Si l’être humain ne connaît pas l’invisible, comment peut-il alors prévoir ou anticiper ce qui va se produire?

Quelle différence y a-t-il entre l’anticipation et la pure spéculation gratuite? Pourquoi certaines personnes ou certaines institutions parviennent-elles à lire l’avenir avec une relative précision alors que d’autres échouent? L’anticipation repose-t-elle sur des règles, ou n’est-elle qu’une affaire d’intuition?

Le Coran comme l’expérience humaine nous apprennent que l’être humain ne connaît pas l’invisible au sens absolu. L’invisible, dans le sens coranique, désigne ce que Dieu s’est réservé: l’heure de la mort, les décisions divines à venir, ce que cachent les coeurs, et ce qui échappe radicalement aux causes ordinaires. Le verset dit: “Dis: nul dans les cieux et sur la terre ne connaît l’invisible si ce n’est Dieu.”

Mais tout ce qui relève de l’avenir n’appartient pas à cet invisible absolu. Il existe aussi un inconnu relatif, que l’on peut approcher à travers une démarche d’anticipation: rassembler des données, comprendre les régularités, analyser les tendances, mesurer les probabilités.

Une anticipation sérieuse ne repose pas seulement sur le flair. Elle s’appuie sur des méthodes: lecture de données quantitatives et qualitatives, compréhension du contexte, étude des précédents historiques, usage de modèles probabilistes et construction de scénarios.

La différence entre l’anticipation et la divination gratuite est donc nette: la première cherche des indices, la seconde improvise sans fondement.

Certains échouent dans l’anticipation parce qu’ils ignorent les données, les lisent mal, se laissent guider par leurs désirs plus que par les faits, ou ne possèdent pas les outils conceptuels nécessaires. Ceux qui réussissent le mieux sont souvent ceux qui écoutent les faits davantage que le bruit, analysent la réalité selon plusieurs angles et savent distinguer entre ce qu’ils voudraient voir advenir et ce qu’il est raisonnable de juger probable.

L’être humain ne connaît donc pas l’invisible. Mais il peut, grâce à sa raison, à son expérience et à ses instruments, lire certaines formes probables de l’avenir. Non pas avec certitude, mais avec une probabilité mieux fondée.

Invisible et anticipation: une distinction essentielle

La question précise est donc la suivante: tout ce que nous ignorons du futur est-il de l’invisible au sens religieux?

Invisible et inconnu: une distinction nécessaire

Dans la pensée islamique, l’invisible désigne ce qui n’est pas accessible par les voies humaines ordinaires: l’Heure, le moment exact de la mort, la rétribution ultime.

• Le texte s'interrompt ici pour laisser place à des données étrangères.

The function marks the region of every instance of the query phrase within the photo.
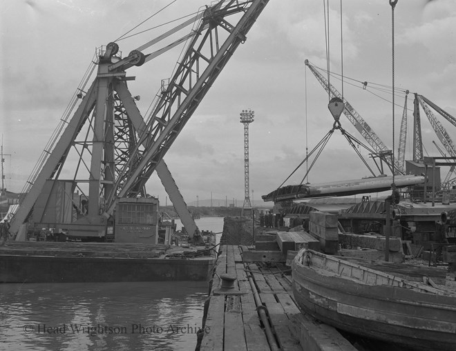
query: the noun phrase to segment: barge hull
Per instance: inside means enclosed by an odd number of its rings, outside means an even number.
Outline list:
[[[2,283],[205,281],[211,257],[193,259],[0,256]]]

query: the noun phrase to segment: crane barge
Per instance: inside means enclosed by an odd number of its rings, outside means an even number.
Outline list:
[[[169,259],[162,257],[166,253],[164,246],[155,249],[147,246],[158,243],[160,219],[158,199],[147,195],[146,183],[156,172],[189,239],[200,243],[200,231],[164,157],[239,45],[245,42],[249,30],[268,2],[219,1],[125,57],[116,42],[97,50],[91,68],[96,68],[95,79],[88,88],[85,83],[78,87],[69,104],[75,110],[70,109],[61,119],[39,160],[22,192],[24,196],[14,213],[10,230],[16,241],[25,241],[28,232],[42,228],[51,228],[67,239],[106,241],[111,238],[115,241],[113,245],[108,249],[103,246],[99,251],[109,256],[122,245],[127,257],[138,257],[139,261],[130,260],[133,265],[122,269],[119,268],[119,263],[108,263],[102,265],[101,270],[94,261],[85,260],[83,264],[79,261],[81,272],[92,272],[92,278],[87,278],[84,273],[73,272],[71,267],[75,262],[66,259],[68,255],[78,252],[81,257],[93,256],[86,246],[68,245],[64,250],[63,259],[45,263],[38,262],[41,259],[28,254],[18,261],[17,247],[8,249],[12,250],[8,254],[1,255],[0,281],[207,278],[214,263],[213,257],[192,261],[193,264],[178,260],[173,265]],[[189,32],[172,43],[144,53],[190,25],[193,26]],[[183,43],[187,46],[177,68],[166,84],[162,81],[150,114],[143,116],[136,106],[137,97],[130,91],[129,83],[135,77],[129,74],[129,70],[142,66]],[[53,245],[45,243],[45,248],[40,246],[41,258],[55,252]],[[152,251],[150,254],[144,252],[147,248]],[[36,248],[28,250],[29,253],[30,250],[36,252]],[[151,258],[156,259],[144,261]],[[85,265],[84,269],[81,265]],[[149,275],[144,272],[139,276],[132,274],[143,270],[142,265],[151,270]],[[55,274],[51,276],[46,272]]]

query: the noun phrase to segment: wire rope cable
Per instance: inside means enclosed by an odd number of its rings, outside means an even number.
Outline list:
[[[122,40],[122,39],[124,38],[124,37],[125,37],[127,34],[131,33],[131,32],[133,32],[133,30],[135,30],[136,28],[137,28],[140,26],[141,26],[142,24],[146,23],[147,21],[149,21],[149,19],[151,19],[152,17],[153,17],[154,16],[156,16],[157,14],[158,14],[160,12],[161,12],[162,11],[163,11],[165,8],[169,7],[170,6],[171,6],[173,3],[175,3],[175,1],[178,1],[178,0],[173,0],[173,1],[172,1],[171,3],[169,3],[168,5],[166,5],[165,6],[164,6],[163,8],[162,8],[161,9],[160,9],[158,11],[157,11],[156,12],[155,12],[155,13],[153,14],[152,15],[151,15],[151,16],[149,16],[149,17],[147,17],[147,18],[146,18],[146,19],[144,19],[142,22],[141,22],[140,23],[139,23],[139,24],[135,26],[134,26],[133,28],[131,28],[130,30],[127,31],[126,33],[124,33],[124,34],[123,34],[122,35],[121,35],[120,37],[118,37],[117,39],[115,39],[114,41],[118,41],[119,40]]]

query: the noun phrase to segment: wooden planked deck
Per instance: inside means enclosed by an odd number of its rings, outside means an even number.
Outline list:
[[[281,350],[355,350],[334,328],[301,313],[294,301],[291,276],[283,273],[287,268],[261,261],[245,262],[243,256],[249,248],[220,247],[205,313],[201,351],[271,350],[249,276],[253,277],[261,304],[267,308],[268,323]],[[236,277],[234,290],[226,293],[220,290],[222,274]]]

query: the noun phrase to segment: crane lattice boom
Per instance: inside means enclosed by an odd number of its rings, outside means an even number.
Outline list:
[[[323,88],[330,94],[331,98],[338,97],[341,99],[345,104],[343,109],[343,114],[346,116],[348,120],[354,126],[358,132],[361,133],[363,137],[365,139],[369,145],[374,149],[374,150],[379,154],[384,154],[388,153],[389,149],[380,139],[380,138],[375,134],[374,130],[370,128],[368,123],[364,121],[359,114],[353,108],[353,107],[347,101],[342,95],[337,91],[337,90],[330,84],[327,80],[316,70],[316,68],[312,65],[308,60],[305,60],[305,65],[309,68],[310,71],[314,74],[320,84]],[[399,164],[397,159],[395,159],[395,168],[397,172],[401,174],[405,174],[403,167]]]

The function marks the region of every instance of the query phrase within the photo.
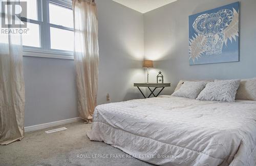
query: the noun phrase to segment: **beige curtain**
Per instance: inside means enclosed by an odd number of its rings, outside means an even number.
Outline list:
[[[2,1],[0,1],[0,6]],[[7,6],[9,20],[11,17],[10,14],[11,9]],[[2,6],[0,9],[2,9]],[[0,29],[3,29],[2,25]],[[21,36],[2,34],[0,35],[0,145],[9,144],[24,136],[25,102]]]
[[[92,1],[73,0],[74,54],[78,111],[87,122],[92,121],[98,91],[99,46],[96,6]]]

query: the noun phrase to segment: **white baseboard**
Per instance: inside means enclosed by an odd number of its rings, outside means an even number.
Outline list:
[[[67,120],[64,120],[55,121],[42,124],[39,124],[34,126],[25,127],[24,128],[24,129],[25,130],[25,132],[36,131],[36,130],[46,129],[51,127],[67,124],[71,123],[77,122],[79,121],[81,121],[81,120],[82,119],[79,117],[71,118]]]

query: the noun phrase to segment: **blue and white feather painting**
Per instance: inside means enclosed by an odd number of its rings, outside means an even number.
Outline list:
[[[239,61],[239,2],[189,17],[190,65]]]

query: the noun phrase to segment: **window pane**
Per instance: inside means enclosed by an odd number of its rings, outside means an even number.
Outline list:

En revanche, l’avenir que l’on peut approcher par l’étude et l’analyse n’est pas un invisible fermé; c’est un inconnu accessible partiellement.

Pourquoi certains anticipent-ils mieux que d’autres?

Une bonne anticipation repose sur trois piliers: une connaissance profonde des régularités historiques, une analyse précise des facteurs présents, et une forme d’humilité devant ce qui demeure impossible à savoir.

Celui qui affirme: “Je ne peux rien savoir du futur parce qu’il appartient à l’invisible” confond la limite naturelle de la connaissance humaine avec l’invisible théologique. Ce mélange conduit souvent à une démission intellectuelle déguisée en piété.

L’anticipation comme responsabilité morale

Le responsable qui refuse d’anticiper ce qui peut l’être au motif que “l’invisible appartient à Dieu” se dérobe à sa propre responsabilité. Prendre les moyens, réfléchir aux conséquences, lire les tendances: tout cela relève d’un devoir avant même d’être une sagesse.

Conclusion

L’invisible est ce que Dieu a voilé. L’avenir accessible à l’analyse est ce que Dieu a permis à l’être humain d’approcher par la raison et l’expérience. Confondre les deux, c’est transformer l’abdication intellectuelle en apparence de dévotion.